Despite being one of the most secularised nations in the world, Sweden is one of the few European countries where the Church is growing, said the country’s first cardinal, Crux reports.
This kind of revival shows “it is possible to live a good life as a Church even if we are few,” Cardinal Anders Arborelius of Stockholm told CNS on Wednesday.
“Maybe that sign of hope is something we could offer to those countries that are experiencing a very severe process of secularisation,” he said.
Elevated to the College of Cardinals by Pope Francis in June, the cardinal was in Rome this month to take possession of his “titular” church - Michelangelo’s Basilica of St Mary of the Angels and Martyrs.
The 68-year-old Cardinal said he could see a connection between this urban parish in Rome and his cathedral in Stockholm as members of both communities dedicate much time to working with the poor and marginalised, and with immigrants from Catholic and Christian communities.
While the Catholic Church in Sweden is just a small minority in a once predominately Lutheran country, all the Christian communities there “have a common voice on migration and refugees,” he said. “And now we are more critical against the official policy” because the government is making it difficult for family members to be reunited in Sweden and young people are being expelled.

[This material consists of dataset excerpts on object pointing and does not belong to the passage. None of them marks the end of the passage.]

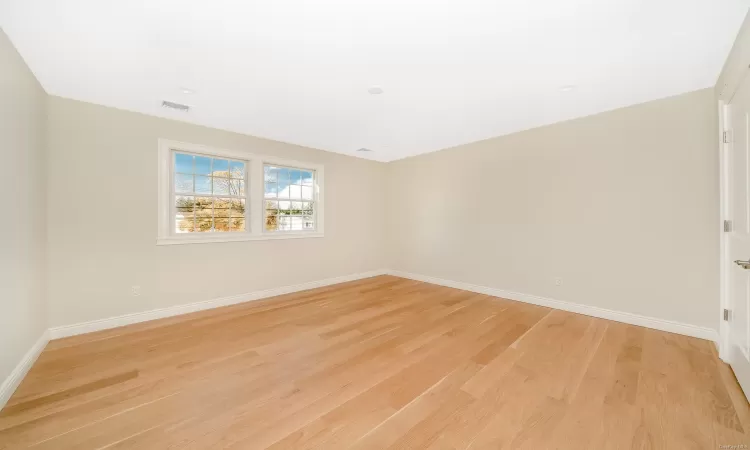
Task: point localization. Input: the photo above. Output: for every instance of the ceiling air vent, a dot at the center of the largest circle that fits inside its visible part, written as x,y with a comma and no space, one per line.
173,105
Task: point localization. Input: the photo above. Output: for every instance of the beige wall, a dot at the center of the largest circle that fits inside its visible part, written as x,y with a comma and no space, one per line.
622,205
23,316
103,212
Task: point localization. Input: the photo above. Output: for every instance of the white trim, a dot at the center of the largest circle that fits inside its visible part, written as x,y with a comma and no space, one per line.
230,237
723,343
16,376
254,210
618,316
128,319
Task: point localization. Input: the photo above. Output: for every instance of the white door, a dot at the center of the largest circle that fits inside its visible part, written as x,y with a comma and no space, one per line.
738,120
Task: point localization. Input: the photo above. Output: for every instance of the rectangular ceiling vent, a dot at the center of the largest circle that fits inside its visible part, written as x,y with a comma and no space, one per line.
173,105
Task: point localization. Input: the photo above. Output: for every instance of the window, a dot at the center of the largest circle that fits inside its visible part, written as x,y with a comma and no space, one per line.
214,195
289,198
209,194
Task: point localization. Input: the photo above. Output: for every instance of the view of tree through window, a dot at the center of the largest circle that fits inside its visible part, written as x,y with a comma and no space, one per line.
209,194
289,198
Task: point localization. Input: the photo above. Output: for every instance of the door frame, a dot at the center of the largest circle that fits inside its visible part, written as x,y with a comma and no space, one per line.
725,300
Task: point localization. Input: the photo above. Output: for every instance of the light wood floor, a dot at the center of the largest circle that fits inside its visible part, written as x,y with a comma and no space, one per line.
373,364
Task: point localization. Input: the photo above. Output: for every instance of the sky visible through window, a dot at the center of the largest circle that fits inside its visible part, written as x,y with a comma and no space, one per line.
209,194
289,198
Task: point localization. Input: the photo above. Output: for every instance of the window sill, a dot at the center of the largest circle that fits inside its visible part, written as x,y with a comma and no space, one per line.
177,240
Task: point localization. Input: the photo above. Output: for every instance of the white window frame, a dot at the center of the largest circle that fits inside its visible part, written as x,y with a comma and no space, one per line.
254,189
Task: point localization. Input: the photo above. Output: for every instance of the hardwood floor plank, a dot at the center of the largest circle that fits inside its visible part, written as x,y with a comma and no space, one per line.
377,363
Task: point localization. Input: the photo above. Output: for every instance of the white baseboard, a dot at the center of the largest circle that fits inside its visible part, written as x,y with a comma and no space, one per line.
617,316
14,379
127,319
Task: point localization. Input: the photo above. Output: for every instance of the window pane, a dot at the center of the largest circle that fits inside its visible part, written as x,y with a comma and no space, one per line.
184,204
272,223
202,184
203,213
221,186
283,190
237,224
295,176
237,187
220,168
285,223
221,207
283,176
183,222
183,183
202,165
183,163
221,224
237,169
272,204
269,173
270,190
237,208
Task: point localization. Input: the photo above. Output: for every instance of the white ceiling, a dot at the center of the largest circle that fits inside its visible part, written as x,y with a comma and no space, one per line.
453,71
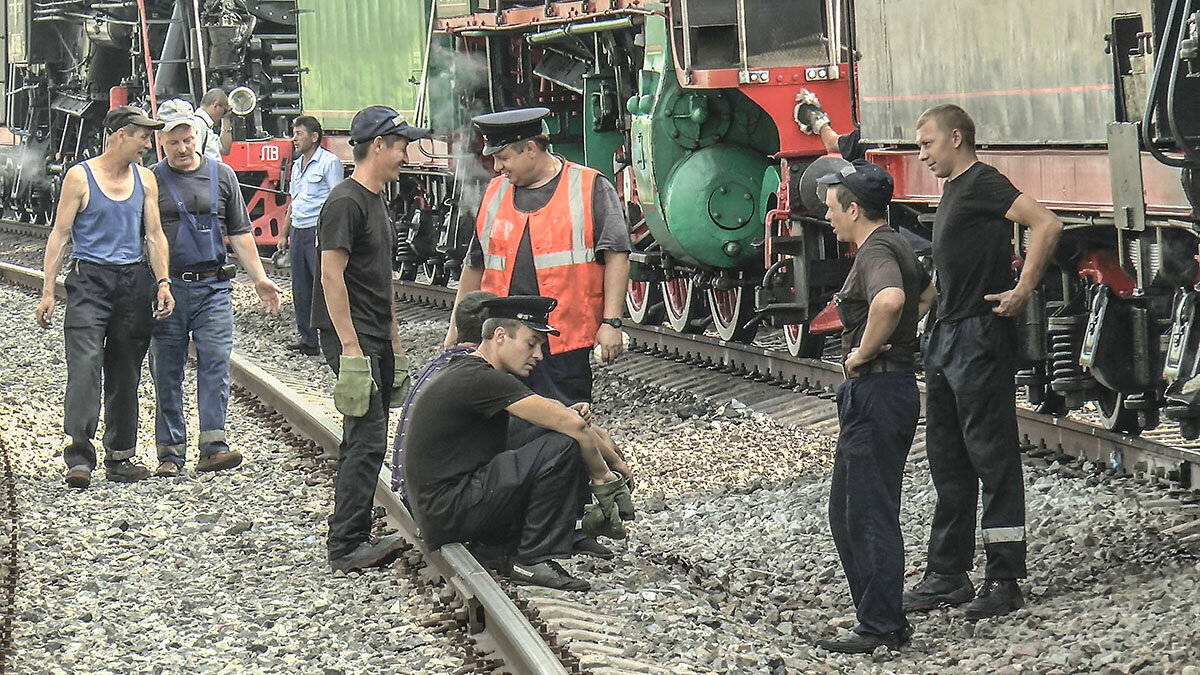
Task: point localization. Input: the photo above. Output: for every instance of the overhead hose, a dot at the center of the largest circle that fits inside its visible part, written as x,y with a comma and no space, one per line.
1156,81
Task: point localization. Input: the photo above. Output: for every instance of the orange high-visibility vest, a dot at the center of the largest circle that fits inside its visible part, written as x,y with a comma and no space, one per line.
563,252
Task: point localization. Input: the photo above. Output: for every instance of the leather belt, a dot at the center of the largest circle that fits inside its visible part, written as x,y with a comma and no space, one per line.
193,275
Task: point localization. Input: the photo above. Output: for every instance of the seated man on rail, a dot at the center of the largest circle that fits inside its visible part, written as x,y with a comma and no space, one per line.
472,481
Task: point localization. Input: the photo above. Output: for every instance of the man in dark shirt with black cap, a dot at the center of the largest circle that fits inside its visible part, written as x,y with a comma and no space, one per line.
570,216
471,481
970,389
354,316
880,304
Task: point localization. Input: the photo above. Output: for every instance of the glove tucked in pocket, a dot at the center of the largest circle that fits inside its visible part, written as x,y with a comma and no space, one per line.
352,394
402,380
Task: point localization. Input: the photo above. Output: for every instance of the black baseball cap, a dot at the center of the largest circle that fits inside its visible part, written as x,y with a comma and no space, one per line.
124,115
509,126
382,120
870,183
531,310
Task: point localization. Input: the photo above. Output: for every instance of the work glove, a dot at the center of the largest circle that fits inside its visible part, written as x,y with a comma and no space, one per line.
613,495
598,523
401,380
352,394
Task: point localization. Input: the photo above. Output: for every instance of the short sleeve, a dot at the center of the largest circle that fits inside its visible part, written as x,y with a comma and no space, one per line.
609,228
339,223
881,270
995,193
237,217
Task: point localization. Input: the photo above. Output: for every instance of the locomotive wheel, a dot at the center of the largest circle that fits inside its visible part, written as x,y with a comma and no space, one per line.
801,342
1115,416
645,303
683,305
731,310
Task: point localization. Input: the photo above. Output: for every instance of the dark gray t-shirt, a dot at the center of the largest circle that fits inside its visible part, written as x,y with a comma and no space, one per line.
355,219
193,190
609,231
883,261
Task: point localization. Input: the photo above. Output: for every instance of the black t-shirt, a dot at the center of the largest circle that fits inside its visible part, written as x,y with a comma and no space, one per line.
457,424
355,219
609,231
883,261
973,242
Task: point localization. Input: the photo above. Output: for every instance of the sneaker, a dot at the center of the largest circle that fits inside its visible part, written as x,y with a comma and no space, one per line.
589,545
168,470
549,574
225,459
995,598
125,471
78,477
865,643
936,590
376,551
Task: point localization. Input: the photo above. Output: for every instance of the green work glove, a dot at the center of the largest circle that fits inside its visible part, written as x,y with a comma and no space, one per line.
352,394
599,523
613,496
401,380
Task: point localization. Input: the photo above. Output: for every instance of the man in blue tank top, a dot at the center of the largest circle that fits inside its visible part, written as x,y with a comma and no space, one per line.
107,207
201,204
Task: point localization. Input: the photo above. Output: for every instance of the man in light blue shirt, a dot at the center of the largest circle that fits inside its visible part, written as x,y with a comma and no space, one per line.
315,172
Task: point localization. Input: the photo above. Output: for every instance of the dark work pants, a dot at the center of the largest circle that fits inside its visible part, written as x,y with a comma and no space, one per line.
565,377
877,416
303,255
106,330
364,443
971,440
531,494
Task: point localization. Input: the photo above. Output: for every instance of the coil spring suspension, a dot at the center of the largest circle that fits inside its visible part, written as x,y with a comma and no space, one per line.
1067,377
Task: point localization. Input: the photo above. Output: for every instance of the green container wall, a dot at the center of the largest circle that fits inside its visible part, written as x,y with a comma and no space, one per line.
359,53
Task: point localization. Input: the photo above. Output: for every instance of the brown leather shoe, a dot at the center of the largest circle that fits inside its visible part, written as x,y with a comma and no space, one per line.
225,459
168,470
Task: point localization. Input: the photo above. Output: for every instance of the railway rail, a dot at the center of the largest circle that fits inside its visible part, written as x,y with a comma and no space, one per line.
490,615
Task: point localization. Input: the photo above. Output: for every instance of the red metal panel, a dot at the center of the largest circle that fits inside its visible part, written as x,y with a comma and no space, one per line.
1075,180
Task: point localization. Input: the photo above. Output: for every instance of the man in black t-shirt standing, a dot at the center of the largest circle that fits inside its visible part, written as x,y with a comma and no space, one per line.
885,296
471,481
970,389
353,314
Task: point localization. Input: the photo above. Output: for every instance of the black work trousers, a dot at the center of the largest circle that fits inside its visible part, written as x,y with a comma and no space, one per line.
529,495
877,418
364,443
971,441
106,332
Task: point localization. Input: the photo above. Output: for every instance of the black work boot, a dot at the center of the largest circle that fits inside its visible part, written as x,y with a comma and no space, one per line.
995,598
936,590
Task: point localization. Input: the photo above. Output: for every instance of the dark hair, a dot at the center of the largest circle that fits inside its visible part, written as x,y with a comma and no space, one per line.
310,124
360,149
491,326
469,315
949,118
215,95
845,198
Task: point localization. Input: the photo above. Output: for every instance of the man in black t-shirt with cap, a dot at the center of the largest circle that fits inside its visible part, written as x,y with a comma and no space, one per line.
883,297
355,321
970,390
471,481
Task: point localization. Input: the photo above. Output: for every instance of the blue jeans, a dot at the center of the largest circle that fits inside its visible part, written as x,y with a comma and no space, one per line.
203,312
303,254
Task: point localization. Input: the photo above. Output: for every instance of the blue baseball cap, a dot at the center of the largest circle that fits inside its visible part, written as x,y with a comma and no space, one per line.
870,183
382,120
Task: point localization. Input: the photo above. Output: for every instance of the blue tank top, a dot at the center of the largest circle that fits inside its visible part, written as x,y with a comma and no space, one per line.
109,232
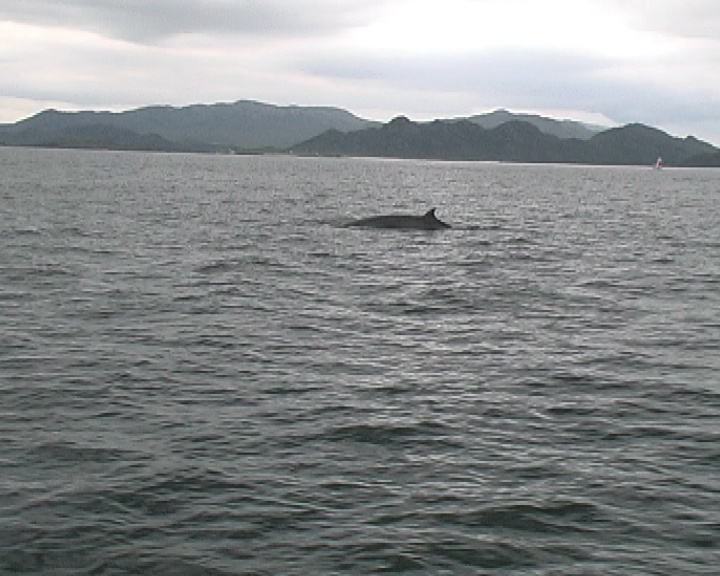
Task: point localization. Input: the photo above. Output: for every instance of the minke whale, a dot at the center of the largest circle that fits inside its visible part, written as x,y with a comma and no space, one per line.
427,221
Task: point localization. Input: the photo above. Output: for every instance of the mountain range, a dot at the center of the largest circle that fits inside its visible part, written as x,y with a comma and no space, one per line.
251,127
512,141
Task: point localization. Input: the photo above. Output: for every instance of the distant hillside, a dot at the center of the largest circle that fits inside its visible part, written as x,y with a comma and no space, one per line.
513,141
560,128
243,125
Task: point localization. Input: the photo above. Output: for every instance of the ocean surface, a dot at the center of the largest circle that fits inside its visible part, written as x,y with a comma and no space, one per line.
203,372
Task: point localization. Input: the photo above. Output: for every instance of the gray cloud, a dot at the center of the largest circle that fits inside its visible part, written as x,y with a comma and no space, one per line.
147,21
298,52
685,18
524,79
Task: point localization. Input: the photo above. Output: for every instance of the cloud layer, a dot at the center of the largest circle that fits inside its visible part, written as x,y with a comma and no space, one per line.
622,60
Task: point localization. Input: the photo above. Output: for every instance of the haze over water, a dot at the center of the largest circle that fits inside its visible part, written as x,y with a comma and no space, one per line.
203,372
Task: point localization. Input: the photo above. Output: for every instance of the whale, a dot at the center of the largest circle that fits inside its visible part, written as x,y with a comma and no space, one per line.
427,221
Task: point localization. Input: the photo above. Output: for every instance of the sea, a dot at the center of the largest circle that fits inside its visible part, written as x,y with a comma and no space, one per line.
203,371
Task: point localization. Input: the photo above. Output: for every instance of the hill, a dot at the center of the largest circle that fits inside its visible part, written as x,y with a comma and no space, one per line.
513,141
243,125
560,128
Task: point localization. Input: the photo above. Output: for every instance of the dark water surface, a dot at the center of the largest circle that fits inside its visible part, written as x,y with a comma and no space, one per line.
203,372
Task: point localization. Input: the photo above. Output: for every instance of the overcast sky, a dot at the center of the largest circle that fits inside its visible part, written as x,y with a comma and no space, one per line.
605,61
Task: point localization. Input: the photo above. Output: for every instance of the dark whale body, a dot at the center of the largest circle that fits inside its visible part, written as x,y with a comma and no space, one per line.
427,221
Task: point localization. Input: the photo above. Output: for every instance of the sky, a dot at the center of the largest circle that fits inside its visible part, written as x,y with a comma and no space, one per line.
608,62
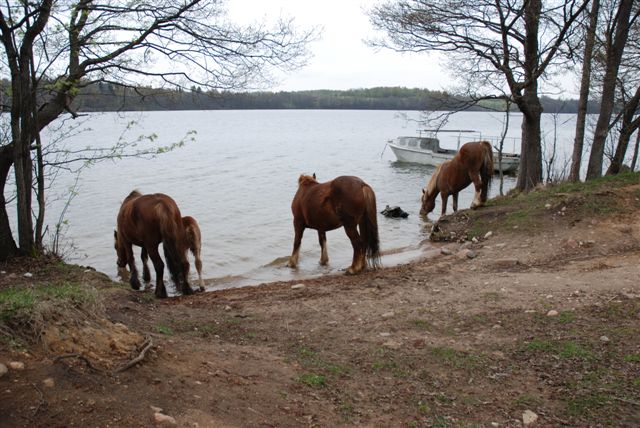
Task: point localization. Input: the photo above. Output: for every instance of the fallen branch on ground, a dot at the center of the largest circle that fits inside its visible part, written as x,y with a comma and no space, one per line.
148,343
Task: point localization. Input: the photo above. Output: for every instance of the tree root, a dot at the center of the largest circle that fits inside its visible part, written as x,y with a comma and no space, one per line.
146,345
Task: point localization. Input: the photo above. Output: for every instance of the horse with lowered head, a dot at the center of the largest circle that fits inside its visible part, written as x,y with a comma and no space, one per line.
147,221
194,238
345,201
472,164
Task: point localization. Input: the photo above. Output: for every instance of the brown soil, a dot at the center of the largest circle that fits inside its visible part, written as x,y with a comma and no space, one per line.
452,340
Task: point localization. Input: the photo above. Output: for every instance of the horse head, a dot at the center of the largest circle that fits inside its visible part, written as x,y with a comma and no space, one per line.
134,194
428,203
429,193
307,179
122,257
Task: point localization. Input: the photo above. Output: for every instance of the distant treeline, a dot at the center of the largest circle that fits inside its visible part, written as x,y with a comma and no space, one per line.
108,97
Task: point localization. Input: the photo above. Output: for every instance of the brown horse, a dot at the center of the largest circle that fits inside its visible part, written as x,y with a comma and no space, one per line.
194,238
345,201
147,221
472,164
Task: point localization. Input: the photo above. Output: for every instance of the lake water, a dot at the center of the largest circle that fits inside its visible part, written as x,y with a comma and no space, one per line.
238,178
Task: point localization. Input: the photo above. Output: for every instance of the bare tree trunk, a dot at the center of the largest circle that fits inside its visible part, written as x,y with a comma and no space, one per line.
614,52
530,173
635,152
629,125
583,101
8,246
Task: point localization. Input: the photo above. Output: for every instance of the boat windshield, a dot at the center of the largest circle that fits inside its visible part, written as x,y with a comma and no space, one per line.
429,144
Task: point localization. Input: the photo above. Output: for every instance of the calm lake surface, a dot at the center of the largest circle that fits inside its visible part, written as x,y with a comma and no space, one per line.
238,178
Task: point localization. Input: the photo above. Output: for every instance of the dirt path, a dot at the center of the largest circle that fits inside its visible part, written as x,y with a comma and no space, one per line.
543,326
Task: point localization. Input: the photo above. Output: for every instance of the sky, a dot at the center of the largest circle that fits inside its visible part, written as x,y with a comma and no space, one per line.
341,60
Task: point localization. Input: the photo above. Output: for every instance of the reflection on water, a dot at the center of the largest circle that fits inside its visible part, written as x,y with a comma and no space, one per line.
238,178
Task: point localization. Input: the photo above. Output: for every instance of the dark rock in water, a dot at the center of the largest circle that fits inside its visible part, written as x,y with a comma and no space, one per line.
394,212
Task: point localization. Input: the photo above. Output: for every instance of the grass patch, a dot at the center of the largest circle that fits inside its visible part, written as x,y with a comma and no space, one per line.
164,329
632,358
422,325
457,359
561,349
527,400
566,317
585,404
525,212
313,380
310,359
27,310
573,350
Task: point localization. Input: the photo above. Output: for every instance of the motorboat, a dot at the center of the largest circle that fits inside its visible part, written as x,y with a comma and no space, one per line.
427,151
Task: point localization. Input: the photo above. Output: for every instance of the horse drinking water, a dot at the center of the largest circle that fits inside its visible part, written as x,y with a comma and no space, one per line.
472,164
194,238
345,201
147,221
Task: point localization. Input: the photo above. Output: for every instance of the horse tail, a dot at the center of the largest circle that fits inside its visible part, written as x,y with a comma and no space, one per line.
486,170
174,246
432,185
194,239
369,227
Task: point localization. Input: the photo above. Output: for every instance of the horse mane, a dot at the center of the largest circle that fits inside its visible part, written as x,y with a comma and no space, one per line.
134,194
304,180
433,182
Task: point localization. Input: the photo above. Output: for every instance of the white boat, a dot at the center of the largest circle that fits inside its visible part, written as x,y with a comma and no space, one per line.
427,151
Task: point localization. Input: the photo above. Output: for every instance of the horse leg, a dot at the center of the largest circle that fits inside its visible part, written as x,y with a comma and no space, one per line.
186,287
444,196
477,184
133,277
297,240
358,262
324,256
161,291
199,269
146,275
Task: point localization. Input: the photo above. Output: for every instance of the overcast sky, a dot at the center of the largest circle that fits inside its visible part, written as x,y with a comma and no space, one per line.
341,60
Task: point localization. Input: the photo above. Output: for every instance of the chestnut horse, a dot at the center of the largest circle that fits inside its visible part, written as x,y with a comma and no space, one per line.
194,238
147,221
472,164
345,201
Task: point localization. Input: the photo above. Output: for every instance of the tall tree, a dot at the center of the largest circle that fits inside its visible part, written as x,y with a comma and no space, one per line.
628,96
585,85
52,49
615,41
490,42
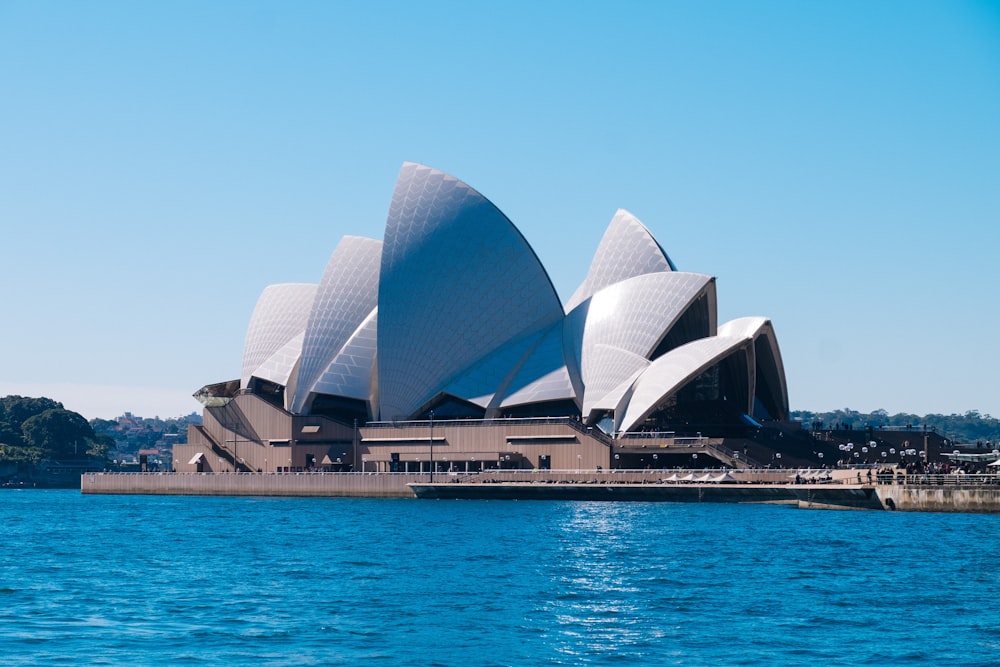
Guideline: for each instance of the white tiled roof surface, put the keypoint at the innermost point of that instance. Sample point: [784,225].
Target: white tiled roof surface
[280,315]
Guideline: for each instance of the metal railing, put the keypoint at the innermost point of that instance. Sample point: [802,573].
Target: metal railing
[949,479]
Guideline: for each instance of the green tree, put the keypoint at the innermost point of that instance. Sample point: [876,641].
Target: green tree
[58,433]
[15,410]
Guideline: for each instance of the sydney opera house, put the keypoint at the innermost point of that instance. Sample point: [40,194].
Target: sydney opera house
[444,346]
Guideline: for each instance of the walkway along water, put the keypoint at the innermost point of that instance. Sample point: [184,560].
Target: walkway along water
[812,489]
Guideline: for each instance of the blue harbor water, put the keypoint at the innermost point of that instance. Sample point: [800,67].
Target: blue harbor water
[133,580]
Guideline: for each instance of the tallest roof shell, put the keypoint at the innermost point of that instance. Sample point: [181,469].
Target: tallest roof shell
[458,281]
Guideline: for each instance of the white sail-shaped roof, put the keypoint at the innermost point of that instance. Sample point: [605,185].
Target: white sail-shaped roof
[626,250]
[544,376]
[626,322]
[770,388]
[349,373]
[280,315]
[668,374]
[346,297]
[458,281]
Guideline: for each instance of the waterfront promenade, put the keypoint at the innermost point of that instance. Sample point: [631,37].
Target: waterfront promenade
[812,489]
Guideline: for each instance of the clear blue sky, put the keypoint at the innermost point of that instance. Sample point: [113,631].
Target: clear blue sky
[836,166]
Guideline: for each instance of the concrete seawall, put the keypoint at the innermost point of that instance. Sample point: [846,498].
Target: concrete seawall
[957,498]
[982,496]
[346,485]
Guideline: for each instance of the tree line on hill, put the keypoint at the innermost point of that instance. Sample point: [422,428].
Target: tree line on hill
[969,428]
[41,429]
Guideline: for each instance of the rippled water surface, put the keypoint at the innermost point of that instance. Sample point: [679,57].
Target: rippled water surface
[131,580]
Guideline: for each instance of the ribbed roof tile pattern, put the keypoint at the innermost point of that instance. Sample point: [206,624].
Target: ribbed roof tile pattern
[458,282]
[346,297]
[349,373]
[454,303]
[280,315]
[625,323]
[626,250]
[670,373]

Many of the immigrants and refugees are settled in parts of Sweden where there is available housing, but few or no Catholic parishes, he said. That means “our main concern is to find them and show them that the Catholic Church is present in Sweden.”
The rapid growth of the Church has presented the problem of building enough churches and parish structures, he said.
But now, “we are able to buy Protestant churches that are not used anymore” because of changing demographics and the fact that fewer people are practicing their faith, Cardinal Arborelius said.